De Clint Eastwood, 1995.
Clint Eastwood est l’un de ses rares artistes a avoir eu de multiples carrières, très différentes l’une de l’autre. Sans aborder la musique ou la peinture et en se limitant donc uniquement au septième art, on peut voir deux grandes périodes : Eastwood acteur, l’homme dur et viril des westerns spaghetti et de l’Inspecteur Harry et Eastwood réalisateur, l’artiste délicat qui nous livra Million Dollars Baby, Mystic River ou Impitoyable. Et quelque part entre les deux, Eastwood réalisera aussi Dans la ligne de mire ou Grand Torino. Mais Sur la route de Madison, qui nous occupe ici, est très clairement dans la seconde veine.
L’histoire est très simple : Francesca Johnson (Meryl Streep) est une mère au foyer dans la campagne américaine qui mène une vie heureuse, mais routinière. Alors que son mari part avec les enfants à un marché/concours bovin dans l’état voisin, elle rencontre par hasard le photographe Robert Kincaid (Eastwood), en reportage dans la région. S’en suivra une relation passionnelle pendant ce long week-end qui marquera leur vie à jamais.
Ce qui n’aurait pu être qu’un mélo lambda est magnifié en une ode à la passion amoureuse essentiellement par le jeu de son duo d’acteurs principaux. Sublimé par une réalisation extrêmement classique et sobre (une marque de fabrique que l’on retrouvera dans toute l’œuvre d’Eastwood réalisateur), la tension sensuelle, sexuelle et sentimentale qui lie les protagonistes l’un à l’autre est jouée dans la retenue par ses deux vétérans du grand écran. Avare de paroles et de scènes d’exposition inutiles, les acteurs s’expriment avant tout par leurs regards, leurs gestes, le non-dit qu’ils dégagent à la perfection.
Comme souvent chez l’Eastwood réalisateur, l’option prise pour adapter le best-seller de Robert James Weller a été de se limiter à l’essentiel. Le cadrage, la mise en lumière, la photographie sont volontairement choisis pour servir le propos et non pour se servir eux-mêmes. Cette volonté de ne jamais faire de réalisation ostentatoire peut ressembler à du dédain pour l’art cinématographique. Au contraire, pour moi, cet effacement de la forme au profit de l’essentiel touche justement à la perfection.

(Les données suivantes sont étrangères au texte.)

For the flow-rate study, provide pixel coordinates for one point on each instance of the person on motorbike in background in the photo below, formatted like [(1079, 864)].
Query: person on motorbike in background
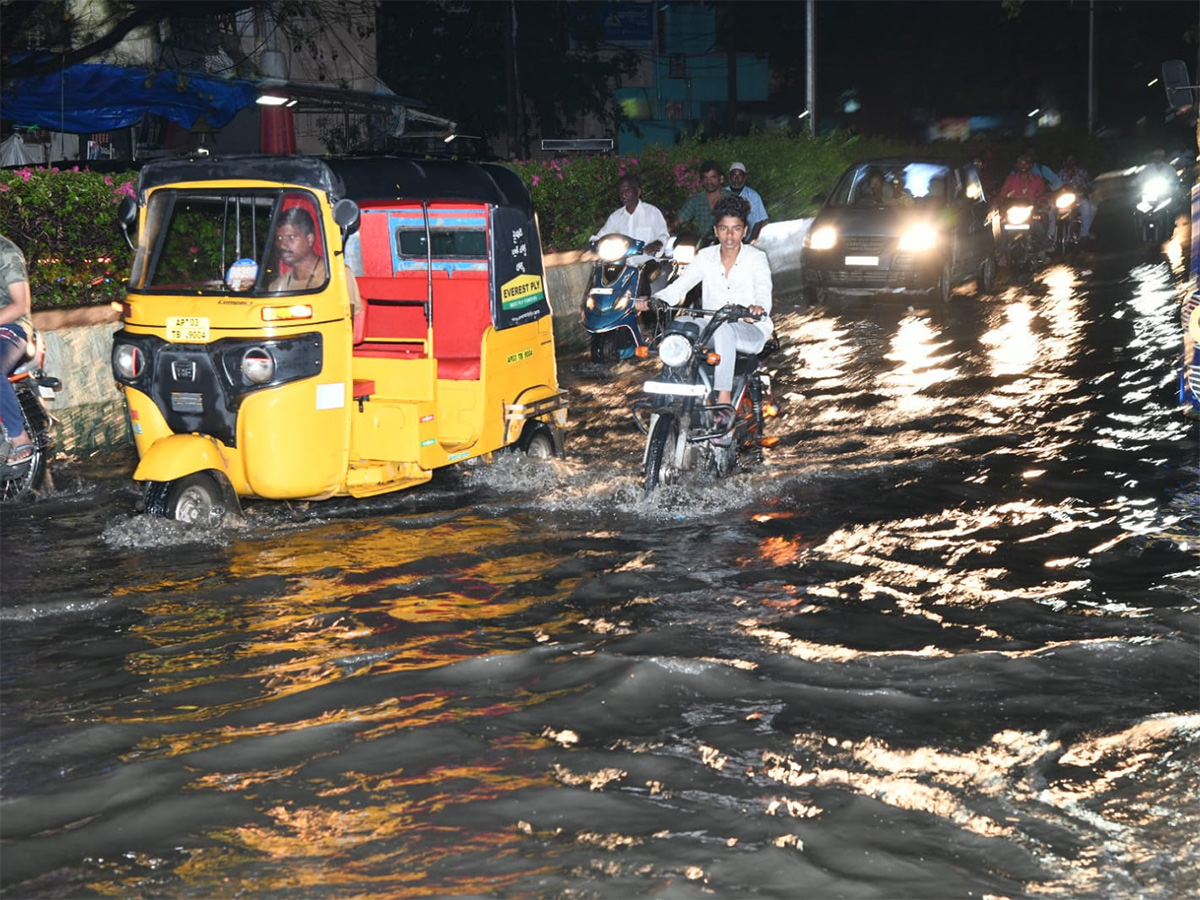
[(731, 273), (1053, 184), (1024, 185), (1075, 177), (15, 331), (641, 221)]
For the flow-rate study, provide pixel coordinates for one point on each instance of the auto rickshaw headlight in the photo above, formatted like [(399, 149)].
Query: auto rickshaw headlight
[(258, 365), (918, 238), (675, 351), (129, 361)]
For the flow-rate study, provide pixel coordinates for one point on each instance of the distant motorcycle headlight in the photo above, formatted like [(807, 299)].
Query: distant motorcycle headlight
[(918, 239), (675, 351), (129, 361), (1155, 189), (1019, 215), (257, 365), (612, 247), (823, 238)]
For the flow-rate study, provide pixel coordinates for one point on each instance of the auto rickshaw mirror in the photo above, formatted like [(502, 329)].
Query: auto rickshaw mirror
[(346, 214), (127, 217)]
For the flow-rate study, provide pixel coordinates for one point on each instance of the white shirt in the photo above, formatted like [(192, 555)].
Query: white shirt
[(645, 223), (748, 282)]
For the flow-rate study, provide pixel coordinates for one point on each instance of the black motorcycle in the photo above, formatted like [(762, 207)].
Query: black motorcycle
[(683, 430), (19, 481)]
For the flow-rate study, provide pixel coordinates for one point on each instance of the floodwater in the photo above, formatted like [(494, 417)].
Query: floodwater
[(941, 645)]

L’une des scènes les plus bouleversante du film, où la tension dramatique est la plus élevée, se passe alors que Francesca sort du 7-eleven local, rejoint son mari dans son pick-up alors qu’il commence à pleuvoir et qu’elle voit Kincraid de l’autre côté de la rue. Il est presque impossible de faire moins spectaculaire comme décors ou comme mise en scène. Et c’est pourtant _le_ moment du film où le spectateur qui est rentré dans l’histoire est pris par les tripes. Du grand cinéma servi par deux acteurs rodés, peut-être même déjà un peu usés, parfaitement castés pour montrer ce fol espoir, ce moment d’abandon où les rêves de jeunesse semblent à nouveau être à portée de main, à l’écran.
Le film n’est pour autant pas exempt de quelques faiblesses. La première reste évidemment la capacité du spectateur à s’émouvoir pour le destin finalement tragique de ceux êtres solitaires. L’histoire ne parlera sans doute qu’aux gens qui ont connu ce genre de situation/de sentiments et qui sont capables d’éprouver de l’empathie pour une femme qui, finalement, trompe son mari au nom de l’Amour (avec un grand A). Autre faiblesse à mes yeux ; le casting d’Annie Corley et, surtout, de Victor Slezak pour jouer les enfants de Francesca qui découvrent la passion de leur défunte mère au début du film n’est pas extrêmement brillant. En comparaison de Streep et Eastwood, leur jeu semble frustre et exagéré, à tel point que cela gâche l’intro et la conclusion du film. De même, les dernières minutes où l’on retrouve les enfants qui ont « compris une leçon de vie » me semblent un poil téléphonées et auraient très bien pu être coupées sans rien enlever au film. Au contraire, c’est même le seul moment où le « message » du film est asséné de manière très explicite là où le reste de l’histoire fait confiance au spectateur pour qu’il trouve lui-même le sens qu’il souhaite donner à cette tragédie intimiste. Mis à part ces quelques scories, nous sommes ici en présence d’un grand film de cinéma, mené de main de maître par un artisan qui connait son métier, à n’en pas douter.